Cheryl Tipp, Wildlife Sounds Curator, writes:
The first commercially available recordings of Japanese birdsong were released by the Japanese Victor Company in 1954. The publications comprised three beautifully designed albums, each containing a set of three double-sided 78rpm discs and an illustrated booklet describing the birdlife that could be heard on these records. For the first time ever, people could listen to sound recordings of the songs and calls of birds that lived on the eastern fringes of the Palearctic region (Europe, north Africa and northern areas of Asia).
These publications include the earliest known wildlife recordings made in Japan, such as the Japanese Scops Owl and the Japanese Paradise Flycatcher.
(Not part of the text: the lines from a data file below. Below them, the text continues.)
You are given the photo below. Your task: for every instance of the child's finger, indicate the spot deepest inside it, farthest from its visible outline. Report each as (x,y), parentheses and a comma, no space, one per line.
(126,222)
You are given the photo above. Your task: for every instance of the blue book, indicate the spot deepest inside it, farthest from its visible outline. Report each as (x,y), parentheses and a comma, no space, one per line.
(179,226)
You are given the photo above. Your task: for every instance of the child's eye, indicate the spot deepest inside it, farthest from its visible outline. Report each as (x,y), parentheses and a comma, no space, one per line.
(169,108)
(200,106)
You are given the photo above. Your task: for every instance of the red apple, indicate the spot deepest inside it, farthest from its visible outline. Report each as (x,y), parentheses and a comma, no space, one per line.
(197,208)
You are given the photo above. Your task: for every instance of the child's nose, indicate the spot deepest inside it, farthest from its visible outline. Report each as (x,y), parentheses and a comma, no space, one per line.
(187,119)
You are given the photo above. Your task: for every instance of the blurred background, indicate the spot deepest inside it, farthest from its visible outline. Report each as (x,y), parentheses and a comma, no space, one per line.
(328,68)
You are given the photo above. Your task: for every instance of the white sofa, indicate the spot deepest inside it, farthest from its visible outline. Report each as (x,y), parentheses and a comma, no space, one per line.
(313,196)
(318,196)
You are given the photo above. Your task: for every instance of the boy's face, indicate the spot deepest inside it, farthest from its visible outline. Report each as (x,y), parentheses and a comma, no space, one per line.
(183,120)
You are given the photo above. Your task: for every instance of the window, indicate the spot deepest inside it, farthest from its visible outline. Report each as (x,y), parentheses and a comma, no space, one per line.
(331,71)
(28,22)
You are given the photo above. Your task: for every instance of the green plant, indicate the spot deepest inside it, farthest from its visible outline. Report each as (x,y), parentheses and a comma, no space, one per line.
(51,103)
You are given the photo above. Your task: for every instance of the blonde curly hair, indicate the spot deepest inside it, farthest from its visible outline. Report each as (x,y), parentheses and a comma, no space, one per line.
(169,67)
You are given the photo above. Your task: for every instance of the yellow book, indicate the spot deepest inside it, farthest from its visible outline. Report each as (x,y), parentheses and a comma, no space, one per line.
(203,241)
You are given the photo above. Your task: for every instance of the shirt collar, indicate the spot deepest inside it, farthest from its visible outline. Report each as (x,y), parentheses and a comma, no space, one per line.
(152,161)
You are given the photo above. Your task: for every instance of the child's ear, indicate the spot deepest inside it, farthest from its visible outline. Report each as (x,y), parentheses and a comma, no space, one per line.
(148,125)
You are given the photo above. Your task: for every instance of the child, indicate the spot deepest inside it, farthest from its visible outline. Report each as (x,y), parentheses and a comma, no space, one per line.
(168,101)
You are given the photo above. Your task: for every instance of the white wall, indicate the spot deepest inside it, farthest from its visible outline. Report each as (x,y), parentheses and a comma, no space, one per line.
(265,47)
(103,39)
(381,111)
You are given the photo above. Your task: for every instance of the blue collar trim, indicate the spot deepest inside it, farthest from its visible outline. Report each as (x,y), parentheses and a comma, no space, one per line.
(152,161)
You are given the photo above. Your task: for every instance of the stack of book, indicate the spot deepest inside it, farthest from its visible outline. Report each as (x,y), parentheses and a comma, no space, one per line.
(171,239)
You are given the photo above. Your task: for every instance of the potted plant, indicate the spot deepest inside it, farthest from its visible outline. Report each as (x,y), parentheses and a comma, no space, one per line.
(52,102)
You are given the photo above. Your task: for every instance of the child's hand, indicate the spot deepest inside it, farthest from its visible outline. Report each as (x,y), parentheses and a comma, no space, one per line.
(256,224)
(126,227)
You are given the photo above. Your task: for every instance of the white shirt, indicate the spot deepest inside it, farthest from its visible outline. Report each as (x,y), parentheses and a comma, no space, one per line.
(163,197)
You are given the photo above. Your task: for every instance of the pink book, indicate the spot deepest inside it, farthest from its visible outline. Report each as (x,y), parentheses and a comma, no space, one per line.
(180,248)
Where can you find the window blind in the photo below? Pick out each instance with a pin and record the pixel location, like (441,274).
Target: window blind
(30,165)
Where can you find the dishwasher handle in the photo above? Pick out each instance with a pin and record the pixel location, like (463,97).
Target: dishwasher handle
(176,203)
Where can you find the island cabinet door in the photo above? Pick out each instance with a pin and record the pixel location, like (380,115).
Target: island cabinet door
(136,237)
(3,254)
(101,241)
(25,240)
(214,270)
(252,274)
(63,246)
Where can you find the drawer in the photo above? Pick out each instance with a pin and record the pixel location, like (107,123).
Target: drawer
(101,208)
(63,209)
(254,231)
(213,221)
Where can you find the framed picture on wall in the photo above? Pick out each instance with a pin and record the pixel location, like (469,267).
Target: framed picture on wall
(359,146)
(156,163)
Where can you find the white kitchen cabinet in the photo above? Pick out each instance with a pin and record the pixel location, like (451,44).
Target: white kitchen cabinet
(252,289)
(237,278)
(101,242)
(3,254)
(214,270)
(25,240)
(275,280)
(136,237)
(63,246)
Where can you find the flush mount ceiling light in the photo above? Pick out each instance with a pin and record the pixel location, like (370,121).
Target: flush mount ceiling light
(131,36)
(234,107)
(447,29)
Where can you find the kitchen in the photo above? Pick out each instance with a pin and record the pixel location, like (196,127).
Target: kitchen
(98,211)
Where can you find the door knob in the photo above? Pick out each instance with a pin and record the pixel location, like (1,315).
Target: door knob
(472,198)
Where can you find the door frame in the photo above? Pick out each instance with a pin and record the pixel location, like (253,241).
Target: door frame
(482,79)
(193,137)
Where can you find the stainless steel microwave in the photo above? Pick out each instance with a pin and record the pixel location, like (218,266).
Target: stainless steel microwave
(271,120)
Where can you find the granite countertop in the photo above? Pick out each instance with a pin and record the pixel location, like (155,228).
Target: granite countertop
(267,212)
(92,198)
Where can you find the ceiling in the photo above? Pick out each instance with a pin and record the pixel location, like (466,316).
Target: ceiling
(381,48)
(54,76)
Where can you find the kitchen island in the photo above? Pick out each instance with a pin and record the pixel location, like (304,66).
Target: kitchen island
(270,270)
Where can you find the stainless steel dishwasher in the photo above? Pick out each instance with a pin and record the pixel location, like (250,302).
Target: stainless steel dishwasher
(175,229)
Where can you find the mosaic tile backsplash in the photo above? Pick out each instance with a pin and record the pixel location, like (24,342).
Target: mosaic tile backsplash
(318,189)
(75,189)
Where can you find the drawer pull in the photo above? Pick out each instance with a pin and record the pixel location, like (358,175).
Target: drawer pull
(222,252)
In addition to individual species recordings, the sets also include dawn chorus recordings featuring a wealth of different birds.
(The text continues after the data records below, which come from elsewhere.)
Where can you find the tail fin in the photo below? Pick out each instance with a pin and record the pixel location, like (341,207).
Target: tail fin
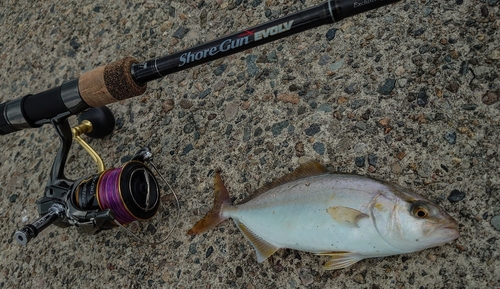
(214,217)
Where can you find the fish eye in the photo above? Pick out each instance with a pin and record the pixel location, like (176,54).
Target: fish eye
(420,211)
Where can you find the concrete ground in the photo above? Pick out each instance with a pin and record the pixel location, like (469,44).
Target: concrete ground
(407,93)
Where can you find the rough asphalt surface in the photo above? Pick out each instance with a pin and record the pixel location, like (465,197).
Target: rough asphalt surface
(408,93)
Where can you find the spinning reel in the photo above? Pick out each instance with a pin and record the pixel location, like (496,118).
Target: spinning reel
(112,197)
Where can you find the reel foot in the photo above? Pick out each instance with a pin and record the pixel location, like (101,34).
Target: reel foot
(102,119)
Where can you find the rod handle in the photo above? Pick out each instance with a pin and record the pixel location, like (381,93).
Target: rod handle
(109,83)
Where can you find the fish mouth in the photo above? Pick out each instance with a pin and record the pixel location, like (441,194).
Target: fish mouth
(451,231)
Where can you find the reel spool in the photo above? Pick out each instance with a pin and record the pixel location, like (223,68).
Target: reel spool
(130,192)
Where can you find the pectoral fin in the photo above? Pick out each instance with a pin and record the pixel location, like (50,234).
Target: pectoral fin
(263,248)
(346,215)
(340,260)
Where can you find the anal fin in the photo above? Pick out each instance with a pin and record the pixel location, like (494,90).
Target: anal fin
(263,248)
(340,260)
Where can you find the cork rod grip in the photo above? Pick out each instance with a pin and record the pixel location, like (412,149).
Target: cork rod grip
(109,83)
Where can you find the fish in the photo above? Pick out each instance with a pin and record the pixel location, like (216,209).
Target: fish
(344,216)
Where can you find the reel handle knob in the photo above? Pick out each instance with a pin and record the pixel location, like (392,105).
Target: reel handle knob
(102,119)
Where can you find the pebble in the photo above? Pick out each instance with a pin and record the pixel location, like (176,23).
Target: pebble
(272,57)
(231,111)
(319,148)
(358,278)
(372,160)
(422,98)
(337,65)
(325,107)
(167,105)
(490,97)
(305,277)
(209,252)
(74,43)
(388,86)
(204,93)
(469,106)
(289,98)
(418,32)
(360,148)
(277,128)
(220,69)
(13,198)
(252,68)
(350,89)
(396,168)
(452,87)
(495,222)
(181,32)
(330,35)
(187,149)
(185,104)
(324,59)
(361,125)
(451,137)
(360,161)
(313,129)
(456,196)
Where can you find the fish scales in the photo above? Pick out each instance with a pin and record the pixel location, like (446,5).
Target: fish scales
(347,217)
(284,215)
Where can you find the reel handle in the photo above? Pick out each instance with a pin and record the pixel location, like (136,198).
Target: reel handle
(24,235)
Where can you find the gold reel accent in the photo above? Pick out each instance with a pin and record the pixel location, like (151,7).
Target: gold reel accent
(85,127)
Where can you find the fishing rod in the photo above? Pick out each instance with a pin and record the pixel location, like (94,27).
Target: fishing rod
(117,196)
(128,78)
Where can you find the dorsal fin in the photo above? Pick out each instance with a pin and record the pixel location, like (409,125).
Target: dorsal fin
(308,169)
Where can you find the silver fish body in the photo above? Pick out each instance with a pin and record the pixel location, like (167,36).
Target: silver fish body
(348,217)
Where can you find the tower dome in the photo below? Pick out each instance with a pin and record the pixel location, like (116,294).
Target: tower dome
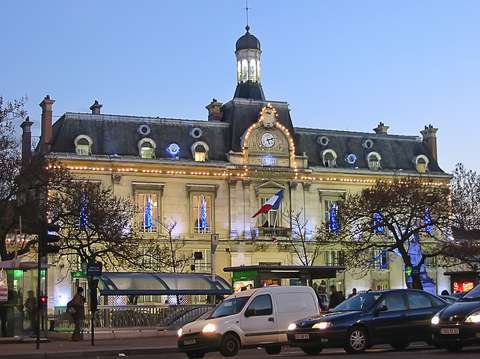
(248,51)
(247,41)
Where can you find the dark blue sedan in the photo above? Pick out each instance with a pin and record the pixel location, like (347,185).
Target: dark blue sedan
(395,317)
(459,324)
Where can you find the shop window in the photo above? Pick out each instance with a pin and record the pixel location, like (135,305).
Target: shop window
(202,217)
(334,258)
(83,145)
(146,148)
(374,161)
(148,210)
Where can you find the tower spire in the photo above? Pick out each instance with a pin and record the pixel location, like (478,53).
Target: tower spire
(247,27)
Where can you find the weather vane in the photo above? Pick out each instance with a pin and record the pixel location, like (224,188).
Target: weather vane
(246,13)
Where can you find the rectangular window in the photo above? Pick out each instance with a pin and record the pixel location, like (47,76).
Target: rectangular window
(202,217)
(334,258)
(271,219)
(380,259)
(148,211)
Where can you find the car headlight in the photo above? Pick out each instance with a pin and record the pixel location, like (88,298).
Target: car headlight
(321,325)
(209,328)
(473,318)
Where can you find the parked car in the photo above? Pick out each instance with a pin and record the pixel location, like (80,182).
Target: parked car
(252,318)
(459,324)
(395,317)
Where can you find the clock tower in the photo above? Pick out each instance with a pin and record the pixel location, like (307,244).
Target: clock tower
(248,51)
The recordings were made by Tsuruhiko Kabaya, a graduate of Tokyo University, and Kasuke Hoshino, manager of the Hoshino Hot Spring Resort. Kabaya had been experimenting with acetate discs before acquiring an early tape recorder in 1951, while Hoshino had begun to study the sounds of birds found in the woodland surrounding his resort. According to Kabaya, the pair came together because he owned a tape recorder while Hoshino had access to a wealth of birds and, crucially, a nearby power supply!
The recordings featured on Japanese Bird Songs vols 1 - 3 are the latest sounds to be added to Early Wildlife Recordings.